The worst thing about this is nothing is constaant, nothings the same for everybody.
Unless your condition is life threatening I would try to avoid surgery.
If it is print this out and insist it is followed

Reflex Sympathetic Dystrophy(RSD) also known as
Complex Regional Pain Syndrome (CRPS) is a chronic
condition characterized by severe burning pain, pathological
changes in bone and skin, excessive sweating,
tissue swelling and extreme sensitivity to touch. People
afflicted with RSD/CRPS are extraordinarily sensitive to
certain stimuli, such as touch, movement, and injections.
Patient Tips
1. Bring a written copy of your medication regime. It
is important to verify whether your medication regime
can be taken care of solely through use of the hospital's
pharmacy. Some medications may not be part of the
hospital's formulary.
2. Avoid having ice applied to the RSD-affected limb
3. Instruct all hospital staff to always ask before touching
you!
4. Request that the surgery protocols be adjusted so
that the pre-op shave be done after anesthesia
(catheter is in place for epidural or whatever). It feels
like a lawnmower has been run over your legs when
they shave without anesthesia.
Patient Room
1. Whenever possible patient should be in a quiet part
of the hospital
2. In a semi-private room, patient should be in the second
bed to avoid inadvertent bumping
3. A Zone-Air bed should be used (adjust mattress pressure
to patient preference)
4. Heat and air conditioning should be well regulated
5. Standing orders should be issued for patients to have
warm blankets
6. Foot Cradle to hold bed linens off body area (will
diminish tactile stimuli)
7. Frequent linen changes may be necessary due to
hyperhidrosis (increased sweating).
8. Allow family members to bring in clean sheet and pillowcases
for patient.
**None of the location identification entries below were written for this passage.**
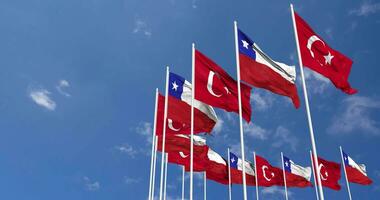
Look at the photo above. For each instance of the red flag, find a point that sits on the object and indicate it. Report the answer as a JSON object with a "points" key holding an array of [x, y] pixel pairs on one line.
{"points": [[178, 121], [178, 149], [267, 175], [259, 70], [356, 173], [216, 169], [216, 88], [320, 57], [329, 173]]}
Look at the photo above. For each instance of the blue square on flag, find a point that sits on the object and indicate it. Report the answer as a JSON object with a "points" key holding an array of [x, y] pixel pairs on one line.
{"points": [[233, 160], [176, 83], [287, 164], [246, 45], [345, 158]]}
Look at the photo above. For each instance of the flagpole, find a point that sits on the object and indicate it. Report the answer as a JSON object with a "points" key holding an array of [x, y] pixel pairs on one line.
{"points": [[164, 132], [315, 181], [166, 173], [154, 164], [192, 119], [256, 179], [345, 172], [153, 146], [204, 186], [183, 182], [284, 174], [313, 145], [240, 110], [229, 174]]}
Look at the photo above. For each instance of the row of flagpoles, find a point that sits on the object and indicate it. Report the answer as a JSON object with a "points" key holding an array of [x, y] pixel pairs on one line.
{"points": [[257, 69]]}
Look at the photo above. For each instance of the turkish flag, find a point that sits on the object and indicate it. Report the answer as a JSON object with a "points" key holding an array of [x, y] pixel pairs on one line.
{"points": [[179, 116], [267, 175], [356, 176], [216, 88], [320, 57], [329, 173], [178, 149]]}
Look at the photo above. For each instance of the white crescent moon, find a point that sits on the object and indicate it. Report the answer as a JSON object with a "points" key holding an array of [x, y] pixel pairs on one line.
{"points": [[209, 84], [322, 177], [182, 154], [310, 42], [264, 174], [170, 124]]}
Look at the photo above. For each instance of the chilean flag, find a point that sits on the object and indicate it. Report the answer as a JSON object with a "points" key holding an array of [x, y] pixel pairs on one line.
{"points": [[217, 88], [356, 173], [179, 110], [259, 70], [296, 175], [216, 168], [236, 167]]}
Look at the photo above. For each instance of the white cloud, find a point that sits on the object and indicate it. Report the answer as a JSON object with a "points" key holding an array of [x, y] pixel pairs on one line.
{"points": [[62, 84], [142, 27], [356, 116], [283, 137], [262, 100], [126, 149], [91, 185], [145, 129], [41, 97], [255, 131], [366, 8]]}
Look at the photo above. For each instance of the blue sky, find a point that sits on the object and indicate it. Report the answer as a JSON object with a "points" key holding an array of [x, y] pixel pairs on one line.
{"points": [[77, 88]]}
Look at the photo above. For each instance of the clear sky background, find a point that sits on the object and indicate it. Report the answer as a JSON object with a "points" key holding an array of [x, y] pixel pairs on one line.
{"points": [[77, 86]]}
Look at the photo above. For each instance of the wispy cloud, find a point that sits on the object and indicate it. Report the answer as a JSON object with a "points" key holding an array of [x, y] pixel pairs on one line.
{"points": [[317, 83], [142, 28], [130, 180], [91, 185], [145, 129], [283, 137], [126, 149], [356, 115], [255, 131], [272, 191], [62, 85], [366, 8], [42, 98], [262, 100]]}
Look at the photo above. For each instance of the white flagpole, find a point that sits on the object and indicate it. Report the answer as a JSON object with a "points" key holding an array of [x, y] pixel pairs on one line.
{"points": [[256, 179], [204, 186], [284, 174], [229, 174], [166, 173], [240, 110], [164, 132], [153, 146], [313, 145], [315, 180], [183, 182], [154, 164], [192, 119], [345, 173]]}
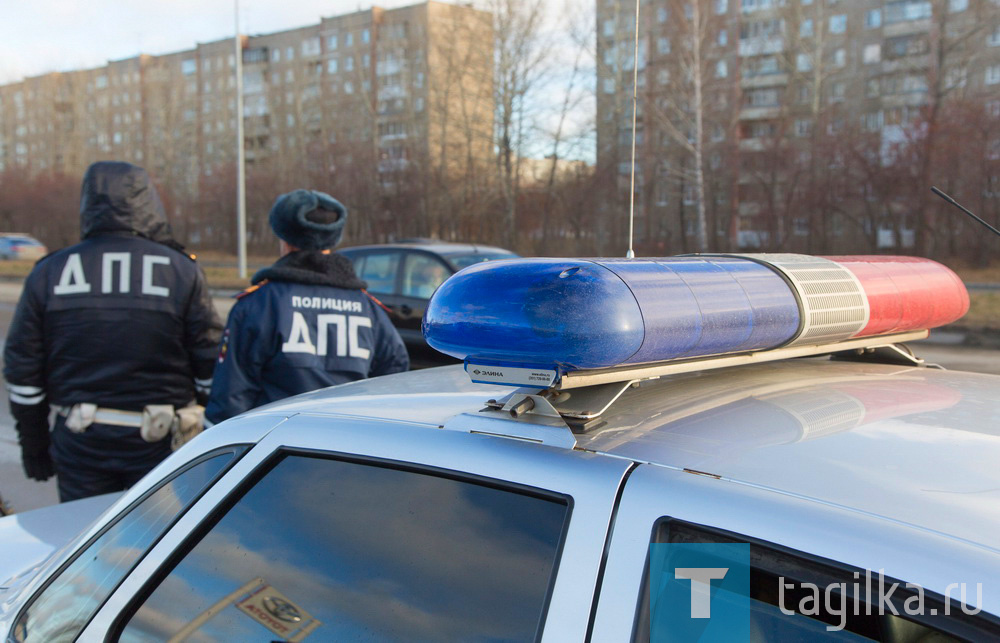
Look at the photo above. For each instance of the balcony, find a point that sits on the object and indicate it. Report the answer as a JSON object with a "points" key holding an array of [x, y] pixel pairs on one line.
{"points": [[761, 46], [763, 80], [759, 113], [906, 28]]}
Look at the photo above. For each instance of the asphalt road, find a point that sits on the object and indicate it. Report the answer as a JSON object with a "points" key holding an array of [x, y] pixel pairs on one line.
{"points": [[22, 494]]}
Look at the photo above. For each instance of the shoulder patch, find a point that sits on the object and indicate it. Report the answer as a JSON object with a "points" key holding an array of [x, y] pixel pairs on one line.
{"points": [[252, 289]]}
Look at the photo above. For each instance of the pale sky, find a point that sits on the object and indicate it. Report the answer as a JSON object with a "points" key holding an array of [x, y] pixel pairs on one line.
{"points": [[39, 36]]}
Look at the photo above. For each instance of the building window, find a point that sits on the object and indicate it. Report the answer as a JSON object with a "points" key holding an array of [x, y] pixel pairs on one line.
{"points": [[956, 77], [762, 97], [872, 53], [993, 75], [904, 10], [310, 46], [874, 121]]}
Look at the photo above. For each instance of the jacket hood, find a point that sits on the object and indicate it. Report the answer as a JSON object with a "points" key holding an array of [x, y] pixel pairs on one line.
{"points": [[120, 197]]}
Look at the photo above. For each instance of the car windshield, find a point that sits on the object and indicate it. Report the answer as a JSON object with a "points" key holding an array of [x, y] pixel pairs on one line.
{"points": [[462, 261]]}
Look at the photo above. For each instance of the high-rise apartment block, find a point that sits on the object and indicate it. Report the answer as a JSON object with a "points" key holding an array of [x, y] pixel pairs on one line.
{"points": [[375, 88], [763, 101]]}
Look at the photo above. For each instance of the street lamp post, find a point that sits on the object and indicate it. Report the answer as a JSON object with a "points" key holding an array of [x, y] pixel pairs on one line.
{"points": [[241, 192]]}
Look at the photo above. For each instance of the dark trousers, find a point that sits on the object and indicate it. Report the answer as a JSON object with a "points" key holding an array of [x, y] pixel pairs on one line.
{"points": [[102, 459]]}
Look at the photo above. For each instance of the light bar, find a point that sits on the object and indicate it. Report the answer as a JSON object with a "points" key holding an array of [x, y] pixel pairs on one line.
{"points": [[530, 321]]}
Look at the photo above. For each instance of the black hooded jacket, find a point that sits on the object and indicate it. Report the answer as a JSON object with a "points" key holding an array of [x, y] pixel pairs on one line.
{"points": [[122, 319]]}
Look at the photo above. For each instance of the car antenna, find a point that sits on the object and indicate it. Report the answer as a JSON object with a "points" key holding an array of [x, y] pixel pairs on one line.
{"points": [[635, 89], [963, 209]]}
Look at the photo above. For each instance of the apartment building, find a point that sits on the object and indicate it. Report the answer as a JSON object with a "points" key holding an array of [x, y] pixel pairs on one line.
{"points": [[767, 94], [368, 92]]}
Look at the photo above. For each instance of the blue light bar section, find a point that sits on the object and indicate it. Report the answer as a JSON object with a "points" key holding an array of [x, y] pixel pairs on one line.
{"points": [[564, 313], [699, 306], [572, 314]]}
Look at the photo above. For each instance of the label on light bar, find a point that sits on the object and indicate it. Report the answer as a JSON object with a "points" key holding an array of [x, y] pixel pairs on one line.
{"points": [[510, 375]]}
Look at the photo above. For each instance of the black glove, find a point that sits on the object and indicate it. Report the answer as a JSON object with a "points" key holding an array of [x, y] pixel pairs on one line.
{"points": [[35, 452], [38, 467]]}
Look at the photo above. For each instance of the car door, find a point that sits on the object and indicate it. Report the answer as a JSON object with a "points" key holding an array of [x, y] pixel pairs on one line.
{"points": [[344, 527], [380, 269], [679, 534], [422, 273]]}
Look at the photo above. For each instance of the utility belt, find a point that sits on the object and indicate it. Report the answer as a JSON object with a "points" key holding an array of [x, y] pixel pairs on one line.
{"points": [[154, 422]]}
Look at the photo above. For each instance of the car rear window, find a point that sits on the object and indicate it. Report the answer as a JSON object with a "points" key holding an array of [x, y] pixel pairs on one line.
{"points": [[462, 261], [349, 550], [72, 597]]}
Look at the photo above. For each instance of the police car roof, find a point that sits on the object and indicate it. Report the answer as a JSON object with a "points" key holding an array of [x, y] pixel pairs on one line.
{"points": [[443, 248], [914, 445]]}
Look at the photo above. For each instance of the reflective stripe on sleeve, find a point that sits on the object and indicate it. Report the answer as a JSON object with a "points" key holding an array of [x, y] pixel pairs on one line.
{"points": [[24, 390], [21, 399]]}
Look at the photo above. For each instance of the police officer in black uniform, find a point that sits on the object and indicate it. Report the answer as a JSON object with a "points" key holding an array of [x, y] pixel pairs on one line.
{"points": [[114, 333], [307, 322]]}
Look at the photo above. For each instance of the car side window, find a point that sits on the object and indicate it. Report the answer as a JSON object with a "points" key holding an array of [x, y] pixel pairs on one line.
{"points": [[422, 274], [792, 596], [350, 550], [379, 270], [73, 595]]}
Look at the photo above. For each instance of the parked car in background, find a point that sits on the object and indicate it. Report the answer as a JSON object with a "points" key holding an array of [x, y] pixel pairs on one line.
{"points": [[21, 246], [404, 275]]}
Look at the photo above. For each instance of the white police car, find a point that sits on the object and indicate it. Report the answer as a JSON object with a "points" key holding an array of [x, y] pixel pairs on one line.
{"points": [[630, 489]]}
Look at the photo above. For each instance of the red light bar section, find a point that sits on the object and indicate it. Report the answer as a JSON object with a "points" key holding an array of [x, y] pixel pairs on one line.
{"points": [[907, 293]]}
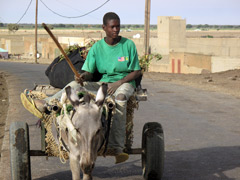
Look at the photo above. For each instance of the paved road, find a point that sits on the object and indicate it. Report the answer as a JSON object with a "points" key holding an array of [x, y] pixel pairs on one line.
{"points": [[202, 132]]}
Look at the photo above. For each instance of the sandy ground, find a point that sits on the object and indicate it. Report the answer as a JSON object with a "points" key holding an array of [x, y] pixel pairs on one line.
{"points": [[3, 107], [227, 82]]}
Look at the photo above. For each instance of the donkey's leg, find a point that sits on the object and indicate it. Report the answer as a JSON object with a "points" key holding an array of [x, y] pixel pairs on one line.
{"points": [[87, 176], [75, 166]]}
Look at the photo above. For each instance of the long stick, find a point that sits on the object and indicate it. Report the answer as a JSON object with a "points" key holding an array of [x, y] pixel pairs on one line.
{"points": [[62, 51]]}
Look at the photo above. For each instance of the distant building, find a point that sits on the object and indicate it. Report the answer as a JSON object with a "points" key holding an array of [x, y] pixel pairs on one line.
{"points": [[3, 53]]}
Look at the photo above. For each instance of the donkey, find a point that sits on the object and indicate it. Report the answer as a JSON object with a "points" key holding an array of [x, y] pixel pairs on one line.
{"points": [[84, 133]]}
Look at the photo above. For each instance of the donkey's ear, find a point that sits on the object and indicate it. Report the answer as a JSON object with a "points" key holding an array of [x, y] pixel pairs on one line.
{"points": [[101, 94], [72, 96]]}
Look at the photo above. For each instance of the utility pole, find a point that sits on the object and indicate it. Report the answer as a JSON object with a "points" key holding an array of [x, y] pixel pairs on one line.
{"points": [[36, 31], [147, 28]]}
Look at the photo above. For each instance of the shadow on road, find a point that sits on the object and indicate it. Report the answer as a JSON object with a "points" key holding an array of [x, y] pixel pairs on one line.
{"points": [[216, 163]]}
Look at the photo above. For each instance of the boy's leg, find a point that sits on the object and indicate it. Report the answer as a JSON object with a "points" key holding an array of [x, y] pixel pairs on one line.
{"points": [[118, 130]]}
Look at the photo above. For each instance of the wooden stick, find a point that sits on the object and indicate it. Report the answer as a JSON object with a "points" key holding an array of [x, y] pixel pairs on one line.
{"points": [[62, 51]]}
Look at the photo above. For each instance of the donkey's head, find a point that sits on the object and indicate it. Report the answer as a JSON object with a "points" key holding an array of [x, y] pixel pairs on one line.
{"points": [[87, 121]]}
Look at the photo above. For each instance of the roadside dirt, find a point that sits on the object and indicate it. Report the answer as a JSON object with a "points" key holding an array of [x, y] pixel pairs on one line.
{"points": [[3, 107], [227, 82]]}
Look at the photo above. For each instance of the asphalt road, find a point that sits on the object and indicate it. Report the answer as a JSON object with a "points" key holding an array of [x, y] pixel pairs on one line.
{"points": [[201, 129]]}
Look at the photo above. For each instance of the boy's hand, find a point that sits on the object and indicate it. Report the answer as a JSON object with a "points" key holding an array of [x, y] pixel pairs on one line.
{"points": [[112, 87]]}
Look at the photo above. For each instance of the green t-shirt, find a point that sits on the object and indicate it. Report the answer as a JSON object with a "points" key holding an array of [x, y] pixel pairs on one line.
{"points": [[113, 62]]}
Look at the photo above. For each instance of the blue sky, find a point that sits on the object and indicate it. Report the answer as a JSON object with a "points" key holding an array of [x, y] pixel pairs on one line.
{"points": [[220, 12]]}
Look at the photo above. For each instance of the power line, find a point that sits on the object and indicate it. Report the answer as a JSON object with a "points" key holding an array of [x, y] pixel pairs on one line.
{"points": [[74, 16], [75, 9], [25, 12]]}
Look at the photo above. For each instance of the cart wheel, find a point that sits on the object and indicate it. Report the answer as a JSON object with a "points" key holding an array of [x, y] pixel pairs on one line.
{"points": [[19, 151], [153, 151]]}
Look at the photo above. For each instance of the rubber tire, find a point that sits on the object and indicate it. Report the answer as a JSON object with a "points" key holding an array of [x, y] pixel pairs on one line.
{"points": [[19, 151], [153, 151]]}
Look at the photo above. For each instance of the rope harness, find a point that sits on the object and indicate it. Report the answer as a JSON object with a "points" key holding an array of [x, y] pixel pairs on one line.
{"points": [[52, 120]]}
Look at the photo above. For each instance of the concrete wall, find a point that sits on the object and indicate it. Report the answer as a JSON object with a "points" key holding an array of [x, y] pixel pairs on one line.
{"points": [[224, 63], [214, 46]]}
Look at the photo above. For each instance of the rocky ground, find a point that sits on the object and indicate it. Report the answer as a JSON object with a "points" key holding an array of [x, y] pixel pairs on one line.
{"points": [[227, 82]]}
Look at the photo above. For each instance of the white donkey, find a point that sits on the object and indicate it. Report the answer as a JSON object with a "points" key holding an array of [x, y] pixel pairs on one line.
{"points": [[84, 133]]}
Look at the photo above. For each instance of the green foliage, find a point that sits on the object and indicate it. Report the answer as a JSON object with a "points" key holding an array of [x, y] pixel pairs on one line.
{"points": [[13, 27], [145, 60]]}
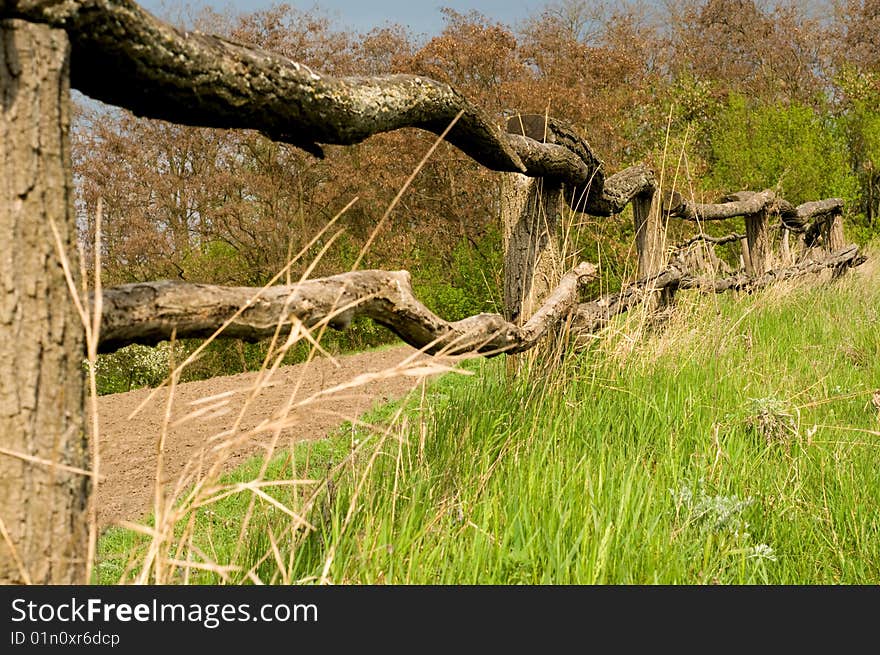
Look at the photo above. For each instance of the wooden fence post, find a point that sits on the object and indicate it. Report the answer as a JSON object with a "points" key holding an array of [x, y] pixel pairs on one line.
{"points": [[531, 209], [759, 258], [832, 233], [785, 248], [43, 504], [650, 241]]}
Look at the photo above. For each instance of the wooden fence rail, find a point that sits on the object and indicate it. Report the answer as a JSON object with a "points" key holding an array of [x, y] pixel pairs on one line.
{"points": [[114, 51]]}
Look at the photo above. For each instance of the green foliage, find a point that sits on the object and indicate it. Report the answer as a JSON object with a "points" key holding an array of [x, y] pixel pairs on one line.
{"points": [[792, 148], [135, 366], [469, 284], [733, 447]]}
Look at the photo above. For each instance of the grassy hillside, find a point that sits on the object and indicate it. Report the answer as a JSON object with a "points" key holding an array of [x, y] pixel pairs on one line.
{"points": [[735, 443]]}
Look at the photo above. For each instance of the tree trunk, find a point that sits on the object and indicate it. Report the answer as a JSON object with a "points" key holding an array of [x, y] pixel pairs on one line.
{"points": [[530, 210], [832, 233], [42, 505]]}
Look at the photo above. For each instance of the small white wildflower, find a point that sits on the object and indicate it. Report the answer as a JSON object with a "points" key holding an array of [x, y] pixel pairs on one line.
{"points": [[762, 552]]}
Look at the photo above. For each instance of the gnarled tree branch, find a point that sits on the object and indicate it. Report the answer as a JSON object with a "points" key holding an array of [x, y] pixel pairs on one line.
{"points": [[124, 56], [718, 241], [150, 312], [594, 315]]}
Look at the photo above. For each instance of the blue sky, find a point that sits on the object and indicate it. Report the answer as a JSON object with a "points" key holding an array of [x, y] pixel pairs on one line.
{"points": [[421, 16]]}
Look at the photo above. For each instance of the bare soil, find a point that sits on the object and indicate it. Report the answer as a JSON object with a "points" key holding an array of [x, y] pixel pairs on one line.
{"points": [[129, 445]]}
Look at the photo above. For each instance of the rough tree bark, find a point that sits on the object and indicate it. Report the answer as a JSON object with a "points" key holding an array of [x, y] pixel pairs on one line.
{"points": [[594, 315], [758, 237], [42, 504], [531, 211], [649, 233], [149, 312]]}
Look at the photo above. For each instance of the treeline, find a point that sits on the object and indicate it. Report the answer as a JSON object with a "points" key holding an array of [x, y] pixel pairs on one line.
{"points": [[719, 95]]}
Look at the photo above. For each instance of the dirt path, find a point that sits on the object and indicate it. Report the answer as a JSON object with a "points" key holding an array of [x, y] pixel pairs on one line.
{"points": [[129, 446]]}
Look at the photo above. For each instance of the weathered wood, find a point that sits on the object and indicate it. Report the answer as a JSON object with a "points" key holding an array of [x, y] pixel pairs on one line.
{"points": [[758, 237], [649, 231], [799, 217], [530, 215], [718, 241], [150, 312], [746, 257], [786, 258], [42, 502], [124, 56], [619, 189], [743, 203], [592, 316], [832, 233]]}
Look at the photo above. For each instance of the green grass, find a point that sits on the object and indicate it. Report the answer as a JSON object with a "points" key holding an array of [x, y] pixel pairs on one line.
{"points": [[735, 445]]}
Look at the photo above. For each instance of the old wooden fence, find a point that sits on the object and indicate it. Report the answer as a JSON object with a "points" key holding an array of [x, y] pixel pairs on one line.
{"points": [[115, 52]]}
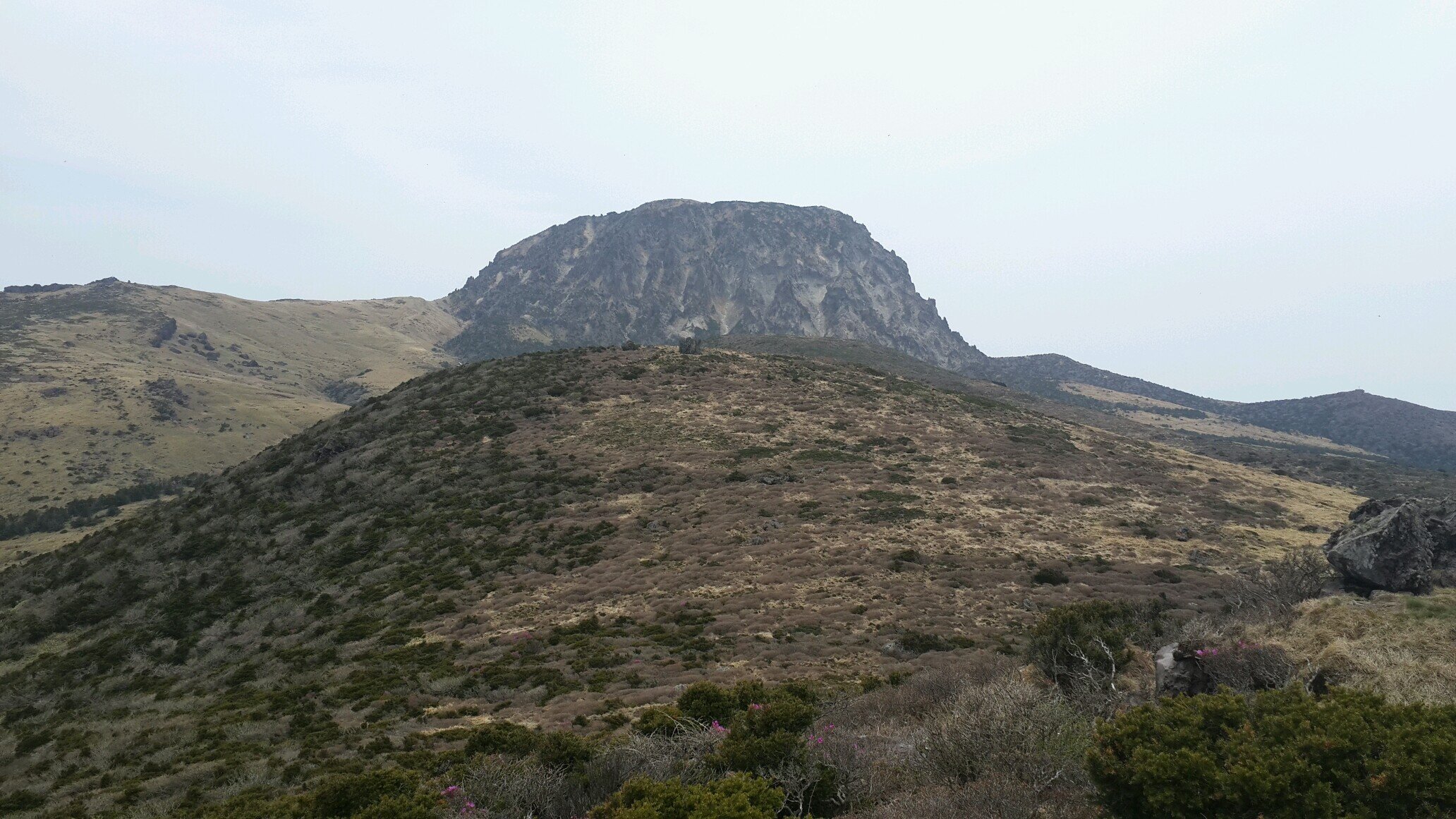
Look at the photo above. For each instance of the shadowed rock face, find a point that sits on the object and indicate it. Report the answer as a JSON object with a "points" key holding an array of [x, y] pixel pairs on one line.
{"points": [[1397, 545], [677, 267]]}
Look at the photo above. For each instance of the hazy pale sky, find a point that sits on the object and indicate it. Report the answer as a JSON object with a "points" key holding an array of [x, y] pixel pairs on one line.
{"points": [[1244, 200]]}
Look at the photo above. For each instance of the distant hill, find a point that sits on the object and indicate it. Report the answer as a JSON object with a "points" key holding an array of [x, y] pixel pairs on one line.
{"points": [[578, 534], [679, 267], [1401, 430], [1225, 437], [108, 385]]}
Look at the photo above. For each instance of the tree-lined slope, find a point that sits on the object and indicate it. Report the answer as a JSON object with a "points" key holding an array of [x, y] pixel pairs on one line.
{"points": [[578, 533]]}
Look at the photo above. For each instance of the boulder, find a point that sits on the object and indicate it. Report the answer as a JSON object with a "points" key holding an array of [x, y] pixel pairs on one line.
{"points": [[1181, 672], [1397, 545]]}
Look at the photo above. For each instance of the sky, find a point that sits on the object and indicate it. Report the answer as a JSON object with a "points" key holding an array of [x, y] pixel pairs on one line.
{"points": [[1242, 200]]}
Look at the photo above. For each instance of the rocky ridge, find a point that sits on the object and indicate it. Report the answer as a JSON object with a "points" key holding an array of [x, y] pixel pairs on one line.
{"points": [[679, 267]]}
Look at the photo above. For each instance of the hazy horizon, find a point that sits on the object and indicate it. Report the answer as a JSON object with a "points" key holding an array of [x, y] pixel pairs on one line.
{"points": [[1248, 202]]}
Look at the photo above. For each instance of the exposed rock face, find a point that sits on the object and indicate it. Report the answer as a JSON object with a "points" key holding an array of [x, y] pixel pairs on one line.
{"points": [[1397, 545], [1178, 672], [677, 267]]}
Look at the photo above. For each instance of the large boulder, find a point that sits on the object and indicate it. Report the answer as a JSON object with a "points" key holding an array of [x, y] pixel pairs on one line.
{"points": [[1397, 545]]}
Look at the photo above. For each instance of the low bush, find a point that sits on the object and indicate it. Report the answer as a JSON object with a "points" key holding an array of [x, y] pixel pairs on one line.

Hospital sheets are not soft and
can irritate the skin.
9. Place a sign above bed designating affected limb
Procedures
1. Perform a phlebotomy on unaffected limb only
2. Use Pediatric needles (any trauma can cause the
spread of RSD to a new site)
3. Warm Alcohol or Betadine wipes with warm running
water on outside of package before opening package
(these wipes can be very cold to the patient)
4. If PICA site is available, see if blood can be obtained
from PIC instead of using vena puncture technique.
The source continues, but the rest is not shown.